Error when running: penguins_data <- read_csv("penguins_data.csv",

  •                       na = "-999")
    

Error in base::nchar(wide_chars$test, type = "width") :
lazy-load database '/Users/shubhra/Library/R/x86_64/4.1/library/cli/R/sysdata.rdb' is corrupt In addition: Warning messages: 1: In base::nchar(wide_chars$test, type = "width") : restarting interrupted promise evaluation 2: In base::nchar(wide_chars$test, type = "width") : internal error -3 in R_decompress1

David Keyes

David Keyes Founder

March 1, 2024

Hmm, I'm not quite sure what's going on. One quick question, though: did you just install R/RStudio for this course or had you installed it previously?

Alyssa Jeffers

Alyssa Jeffers

March 14, 2024

Hi there, when I ran the argument for changing sex_v2 to character data, I noticed that col_types showed up as a new data item in my Data Environment, but I noticed on your demo screen, it didn't show up as an additional item after running the code, you only have the penguins_data. Should this not have happened? This was my code: penguins_data <- read_csv("penguins_data.csv", na = c("-999", "NA"), col_types = cols(sex_v2 = "c"))

David Keyes

David Keyes Founder

March 14, 2024

Very strange! I've not seen that. Can you record a quick video using this and show me what you're seeing? Please email me after you upload the video so I know to look for it.

David Keyes

David Keyes Founder

March 19, 2024

Ok, I've watched your video and I've got a solution for you! Check out this video. Let me know if this helps!

Alyssa Jeffers

Alyssa Jeffers

March 20, 2024

Got it, thanks for explaining that! I bet that's what I did.

Sandra Virgo

Sandra Virgo

March 20, 2024

When I run the read_csv() code again to deal with the -999 values, it does not completely work.

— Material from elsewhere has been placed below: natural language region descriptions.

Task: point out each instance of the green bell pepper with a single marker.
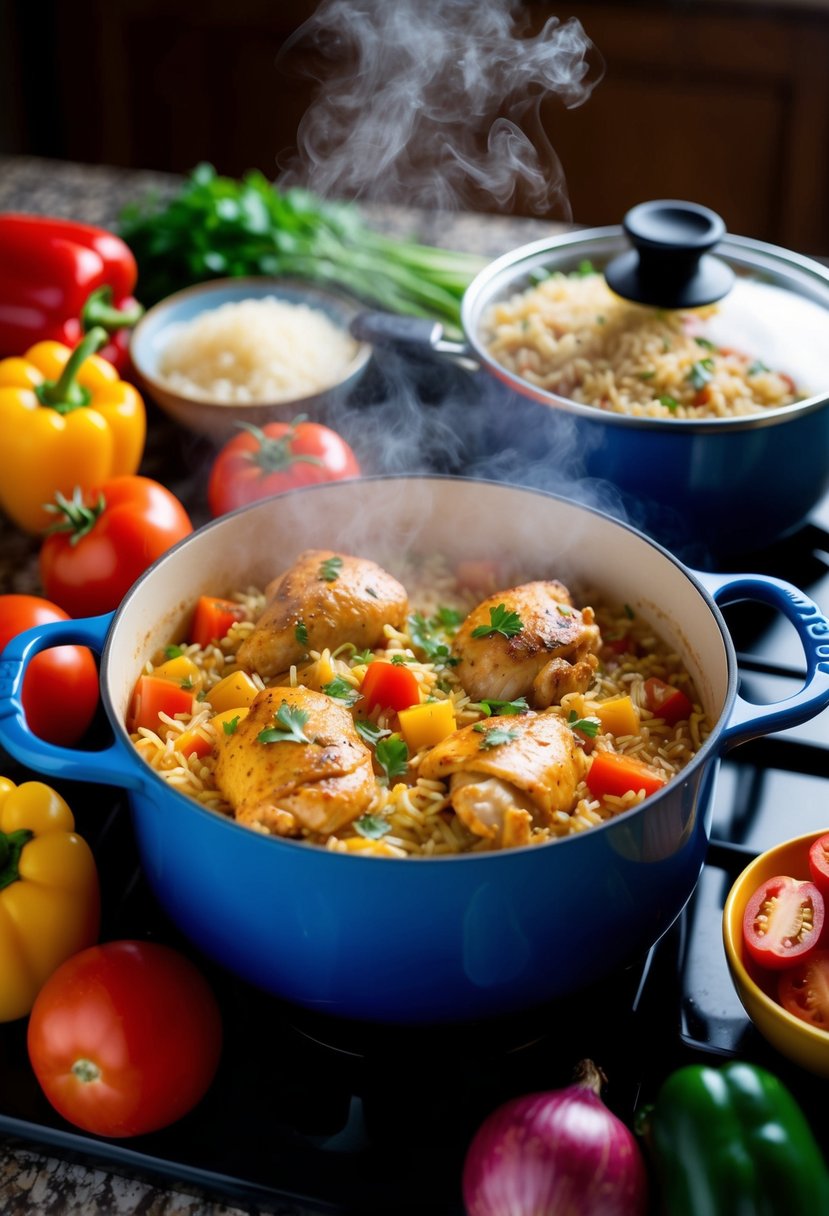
(732, 1141)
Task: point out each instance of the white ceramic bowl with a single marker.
(215, 418)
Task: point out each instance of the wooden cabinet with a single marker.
(722, 103)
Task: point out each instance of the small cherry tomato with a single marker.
(666, 702)
(276, 457)
(61, 685)
(615, 773)
(106, 540)
(783, 922)
(212, 619)
(804, 990)
(818, 863)
(124, 1037)
(389, 685)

Looking at the data using view(penguins_data), I still have some -999 values in case 4, as well as some -999.0 values in case 4.

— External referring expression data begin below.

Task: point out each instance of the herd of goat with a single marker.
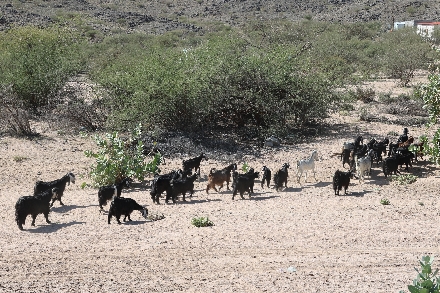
(359, 156)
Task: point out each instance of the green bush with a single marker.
(118, 158)
(385, 201)
(403, 179)
(37, 62)
(220, 83)
(201, 222)
(427, 280)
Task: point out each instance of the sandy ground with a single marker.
(300, 239)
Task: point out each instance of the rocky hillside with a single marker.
(159, 16)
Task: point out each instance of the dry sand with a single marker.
(301, 239)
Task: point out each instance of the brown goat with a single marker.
(219, 177)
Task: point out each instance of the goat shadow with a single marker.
(258, 198)
(195, 201)
(131, 222)
(290, 189)
(317, 184)
(53, 227)
(68, 208)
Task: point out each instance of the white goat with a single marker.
(307, 165)
(363, 166)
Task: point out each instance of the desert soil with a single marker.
(300, 239)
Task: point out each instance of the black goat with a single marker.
(280, 177)
(106, 193)
(342, 179)
(243, 183)
(267, 174)
(124, 206)
(194, 163)
(181, 186)
(162, 182)
(379, 148)
(347, 157)
(34, 205)
(41, 186)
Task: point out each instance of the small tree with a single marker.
(117, 159)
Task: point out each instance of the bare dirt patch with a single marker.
(301, 239)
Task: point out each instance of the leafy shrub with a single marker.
(201, 222)
(245, 167)
(431, 147)
(117, 159)
(365, 95)
(405, 52)
(427, 280)
(220, 83)
(14, 117)
(403, 179)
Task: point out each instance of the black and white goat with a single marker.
(243, 183)
(41, 186)
(161, 183)
(106, 193)
(305, 165)
(219, 177)
(124, 206)
(281, 176)
(267, 174)
(194, 163)
(342, 179)
(34, 205)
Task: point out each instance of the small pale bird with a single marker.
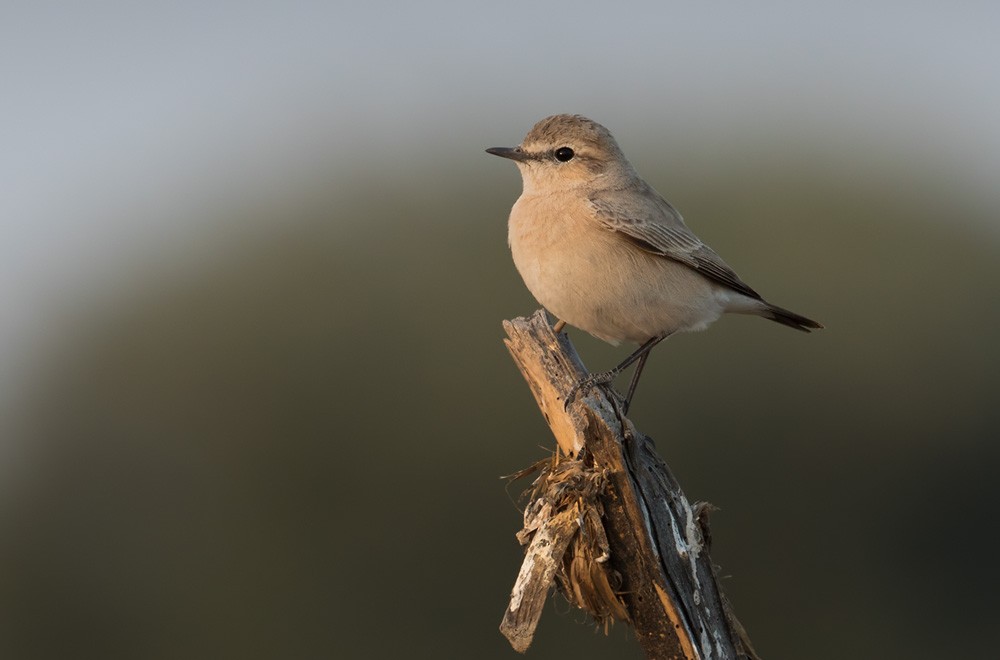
(604, 252)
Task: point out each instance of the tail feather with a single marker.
(791, 319)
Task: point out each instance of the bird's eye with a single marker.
(563, 154)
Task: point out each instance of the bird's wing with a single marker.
(651, 223)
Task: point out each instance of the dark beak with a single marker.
(507, 152)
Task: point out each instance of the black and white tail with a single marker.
(791, 319)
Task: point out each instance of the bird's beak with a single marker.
(507, 152)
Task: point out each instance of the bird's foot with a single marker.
(591, 380)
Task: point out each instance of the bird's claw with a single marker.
(589, 381)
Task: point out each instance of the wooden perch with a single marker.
(608, 521)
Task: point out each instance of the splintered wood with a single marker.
(607, 522)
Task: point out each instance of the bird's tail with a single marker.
(791, 319)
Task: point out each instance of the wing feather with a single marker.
(646, 219)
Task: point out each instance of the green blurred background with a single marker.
(255, 399)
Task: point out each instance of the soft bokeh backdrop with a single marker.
(252, 272)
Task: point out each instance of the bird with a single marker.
(602, 251)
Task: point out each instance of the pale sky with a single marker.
(126, 123)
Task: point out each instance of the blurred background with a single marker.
(253, 269)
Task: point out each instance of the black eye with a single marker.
(563, 154)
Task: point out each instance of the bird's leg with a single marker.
(635, 380)
(605, 377)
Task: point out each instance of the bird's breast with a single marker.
(592, 278)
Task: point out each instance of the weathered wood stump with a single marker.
(607, 521)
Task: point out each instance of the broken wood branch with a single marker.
(607, 521)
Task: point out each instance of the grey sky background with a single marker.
(130, 126)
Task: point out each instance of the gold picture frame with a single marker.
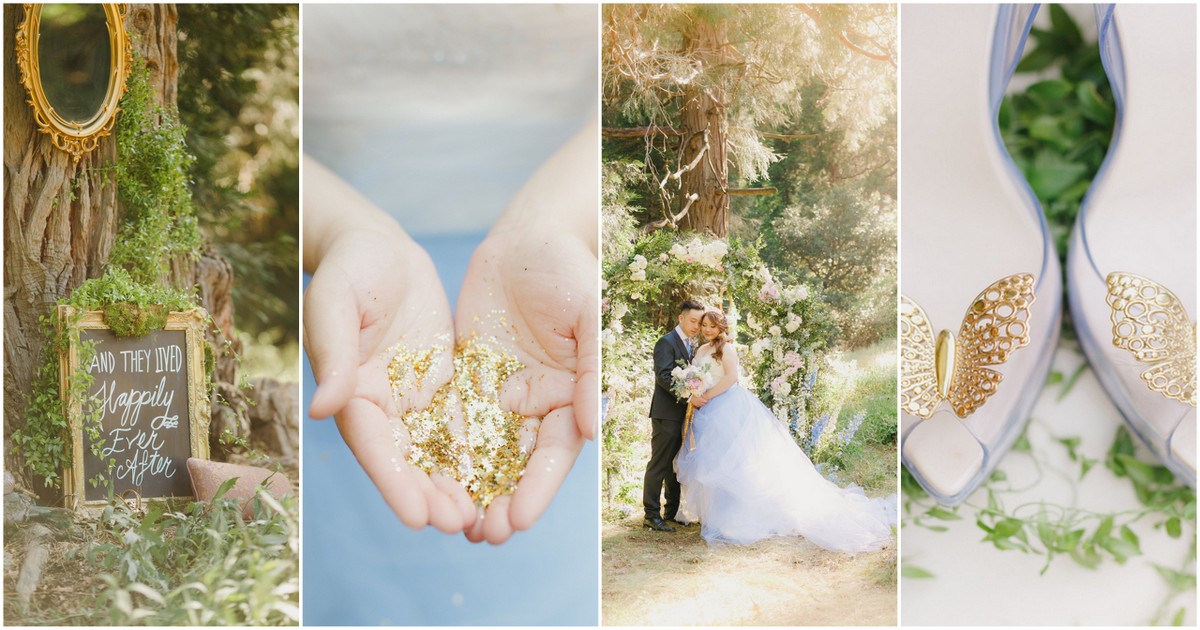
(77, 138)
(191, 323)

I have adapted the code to read read_csv("penguins_data.csv", na = "-999, -999.0") to deal with the ones with the decimal point and the zero, but even after that there are still these issues, including in sex_v2

I can see that in sex there are some NA values now, which means the code has partially worked, I guess.

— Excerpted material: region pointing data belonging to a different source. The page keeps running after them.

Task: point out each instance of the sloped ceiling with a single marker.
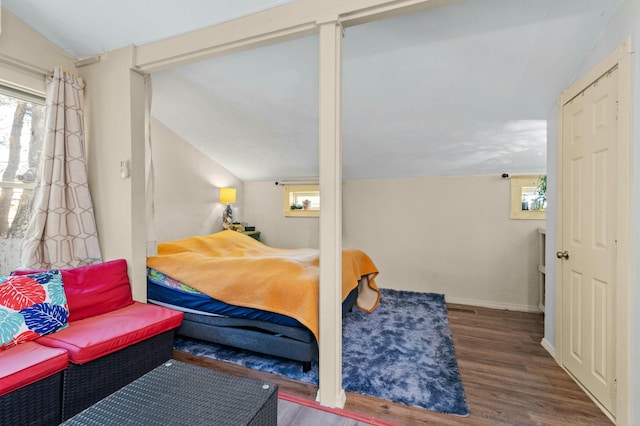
(459, 90)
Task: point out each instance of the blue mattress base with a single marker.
(250, 329)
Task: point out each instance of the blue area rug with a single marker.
(401, 352)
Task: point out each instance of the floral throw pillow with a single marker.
(31, 306)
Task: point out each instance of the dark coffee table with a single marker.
(177, 393)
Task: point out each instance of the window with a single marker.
(302, 200)
(528, 197)
(21, 139)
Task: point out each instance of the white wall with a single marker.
(186, 187)
(25, 56)
(114, 104)
(625, 23)
(449, 235)
(264, 208)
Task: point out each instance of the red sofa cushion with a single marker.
(94, 337)
(27, 363)
(94, 289)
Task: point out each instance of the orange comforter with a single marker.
(239, 270)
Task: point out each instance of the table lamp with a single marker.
(227, 196)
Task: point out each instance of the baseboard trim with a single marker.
(493, 305)
(545, 344)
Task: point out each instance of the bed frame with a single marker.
(289, 342)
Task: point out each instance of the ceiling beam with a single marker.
(289, 21)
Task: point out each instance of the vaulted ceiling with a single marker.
(458, 90)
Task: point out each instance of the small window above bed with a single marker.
(302, 200)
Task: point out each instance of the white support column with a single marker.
(330, 392)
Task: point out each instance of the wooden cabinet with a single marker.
(253, 234)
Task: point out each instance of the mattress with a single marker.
(165, 291)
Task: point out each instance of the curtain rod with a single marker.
(9, 60)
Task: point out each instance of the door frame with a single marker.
(620, 58)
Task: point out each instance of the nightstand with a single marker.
(253, 234)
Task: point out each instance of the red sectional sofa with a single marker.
(110, 341)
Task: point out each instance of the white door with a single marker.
(589, 242)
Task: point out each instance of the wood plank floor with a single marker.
(508, 377)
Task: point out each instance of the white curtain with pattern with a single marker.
(62, 232)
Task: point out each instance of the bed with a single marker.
(242, 293)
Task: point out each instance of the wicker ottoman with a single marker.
(177, 393)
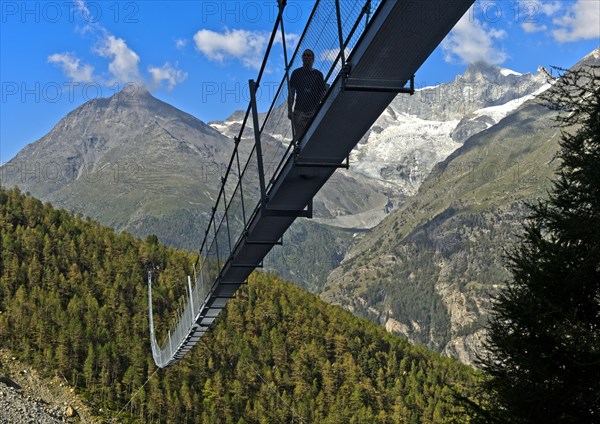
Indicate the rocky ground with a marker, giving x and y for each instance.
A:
(26, 397)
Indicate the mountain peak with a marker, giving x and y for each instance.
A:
(481, 71)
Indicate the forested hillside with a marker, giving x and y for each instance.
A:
(73, 301)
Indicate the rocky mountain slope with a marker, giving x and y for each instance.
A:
(140, 165)
(410, 137)
(427, 271)
(130, 161)
(25, 396)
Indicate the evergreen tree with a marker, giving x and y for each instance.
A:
(543, 344)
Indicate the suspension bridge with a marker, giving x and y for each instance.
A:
(368, 52)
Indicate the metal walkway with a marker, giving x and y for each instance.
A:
(368, 52)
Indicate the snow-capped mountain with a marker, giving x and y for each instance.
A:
(410, 137)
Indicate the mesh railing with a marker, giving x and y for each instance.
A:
(333, 30)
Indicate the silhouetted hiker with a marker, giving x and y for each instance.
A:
(307, 87)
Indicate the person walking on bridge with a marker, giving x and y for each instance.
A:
(307, 87)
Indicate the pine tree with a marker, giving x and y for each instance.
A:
(543, 343)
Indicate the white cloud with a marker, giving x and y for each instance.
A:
(171, 75)
(72, 67)
(330, 55)
(471, 41)
(550, 8)
(246, 46)
(531, 27)
(581, 22)
(124, 64)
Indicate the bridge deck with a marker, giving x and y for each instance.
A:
(399, 38)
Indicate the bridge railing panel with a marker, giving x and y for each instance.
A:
(332, 31)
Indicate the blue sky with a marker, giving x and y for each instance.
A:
(199, 55)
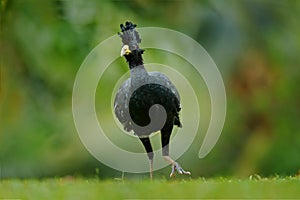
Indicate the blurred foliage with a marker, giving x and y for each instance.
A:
(255, 44)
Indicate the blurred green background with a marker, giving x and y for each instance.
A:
(255, 45)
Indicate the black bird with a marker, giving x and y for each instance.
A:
(146, 102)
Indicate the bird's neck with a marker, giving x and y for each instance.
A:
(138, 75)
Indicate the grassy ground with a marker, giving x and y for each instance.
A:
(69, 188)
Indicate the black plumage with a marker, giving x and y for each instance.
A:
(146, 102)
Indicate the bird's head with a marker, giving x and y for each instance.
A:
(125, 51)
(131, 40)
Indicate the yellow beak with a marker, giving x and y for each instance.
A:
(125, 50)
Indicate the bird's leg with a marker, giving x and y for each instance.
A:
(148, 147)
(165, 139)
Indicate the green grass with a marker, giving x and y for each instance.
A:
(79, 188)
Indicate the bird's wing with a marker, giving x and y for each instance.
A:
(162, 79)
(121, 105)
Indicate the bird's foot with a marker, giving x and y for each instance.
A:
(176, 166)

Apologies, I don't seem to be able to get a screenshot in here.

Libby Heeren

Libby Heeren Coach

March 20, 2024

Hi, Sandra! I made a short video going over the process of replacing values with NA in the data. Please take a look at it and let me know if you have any questions! https://muse.ai/v/4i7KhQx

Recap: -999 and -999.0 are the same value, just displayed differently. When using the na argument, you can either use one value inside quotations, like "-999", or two values inside the c() function, each in their own set of quotation marks, like this: c("-999", "NA")

Sandra Virgo

Sandra Virgo

March 20, 2024

Thanks so much, Libby. The moment you said that the -999.0 values were the same as the -999 values it got me back on the right track again. I thought I had tried every combination of solutions but I clearly hadn't tried the easiest one. The video was very helpful - thanks so much!

Libby Heeren

Libby Heeren Coach

March 20, 2024

Woo! That's a win! So glad it helped, and thanks for asking questions! They help everyone :)